Our study has some limitations, with the foremost being that we analyzed the results of only 21 patients without stress MBF (and thus CFR) in this small study. However, as the image data originate from the same raw sinogram data, the effect of intra-subject biological variation was removed. Over these 21 patients, we showed a minor influence of BPL reconstruction in the automated quantification of MBF. Furthermore, rest perfusion imaging for sarcoid diagnosis is a niche application of MBF quantification, and efforts should be extended to investigate the effects of the BPL reconstruction with stress-rest studies, and any potential effect on the variation of the myocardial flow reserve (MFR) ratio. Although we expect the low coefficient of variation between reconstructions to be independent of flow rate, we currently lack the data to validate this claim. Furthermore, resulting image quality was not assessed in this work, and such an assessment of the blurring of high B value images using the BPL algorithm may be useful for identification of perfusion defects.
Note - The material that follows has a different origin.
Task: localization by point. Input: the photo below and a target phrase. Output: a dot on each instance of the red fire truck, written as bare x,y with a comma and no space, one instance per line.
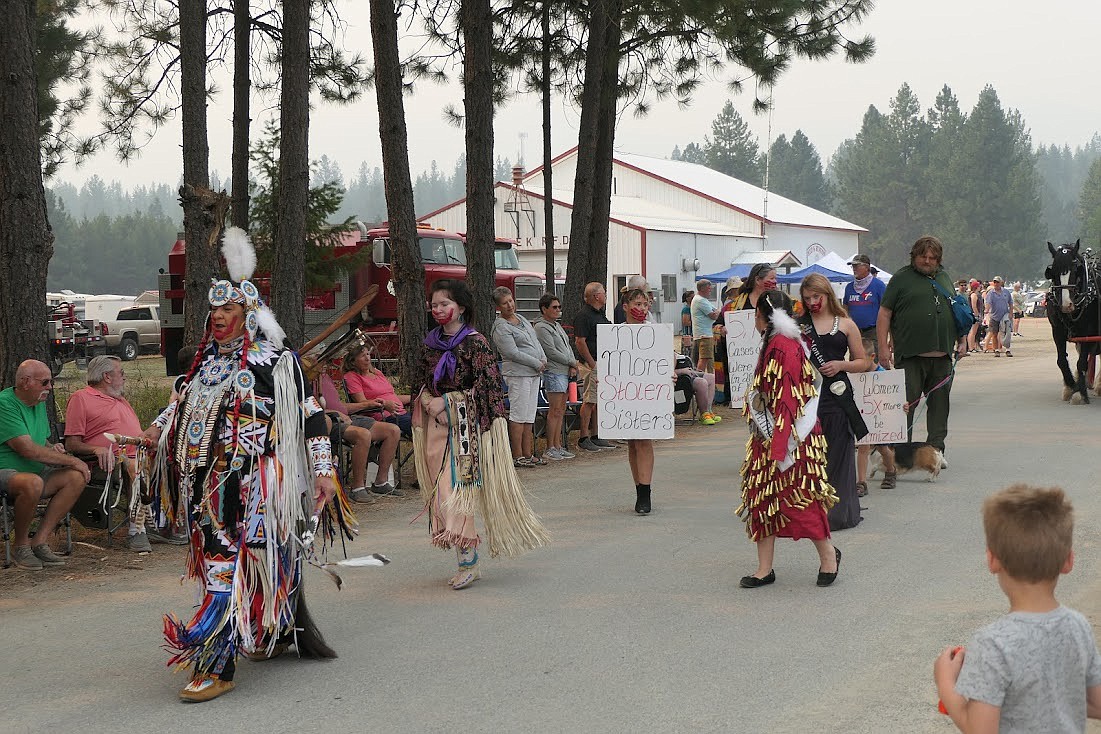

A subjective imaging score by a trained physician could be used to visually compare the static [13N]-NH3 reconstructions in terms of their image quality rather than solely quantification of MBF. We have shown that for MBF calculations in our dataset, OSEM and FBP datasets are equivalent and produce comparable values, as has been shown by previous cardiac studies using low count density data in [15O]-H2O and [18F]-FDG studies,34,35 and at-rest MBF values (<3.4 mL·g−1·minute−1) from [13N]-NH3 studies.17 However, for our datasets, we now extend this equivalency to include PSF modeling via the BPL reconstruction algorithms investigated in this work as these algorithms begin to gain more clinical availability and prevalence.

Clinical Relevance

New PET reconstruction algorithms such as the BPL technique which allow for effective convergence of image accuracy while also suppressing noise through the use of a penalization factor are becoming more commonplace in clinical PET imaging. However, the use of these reconstruction techniques have not yet been assessed in the quantification of MBF. There is a requirement to demonstrate that quantification of MBF is at least as good using BPL reconstruction as the current gold standard, which due to linearity reasons at highly changing activity concentrations in our case is an FBP reconstruction.

New Knowledge Gained

Our study of MBF in 21 patients undergoing dynamic rest [13N]-NH3 imaging showed that using a PET reconstruction algorithm that runs to effective convergence with noise suppression, such as the BPL algorithm employed in this work, does not lead to significant differences in the quantification of rest MBF. We have also identified that the BPL algorithm with a B value of 300 gives the same level of noise in the image as a standard clinically used OSEM algorithm.

Conclusion

Our work from this study shows that the effects of employing a BPL reconstruction in [13N]-NH3 cardiac PET data do not have a significant affect on the quantification of the rest MBF over all cardiac territories. The coefficient of variation over the entire reconstructions was found to be a maximum of 9.74%, and the use of the BPL algorithm with the increasing B value produced images with less image noise. Noise equivalence to standard OSEM reconstruction was achieved with a B value of 300.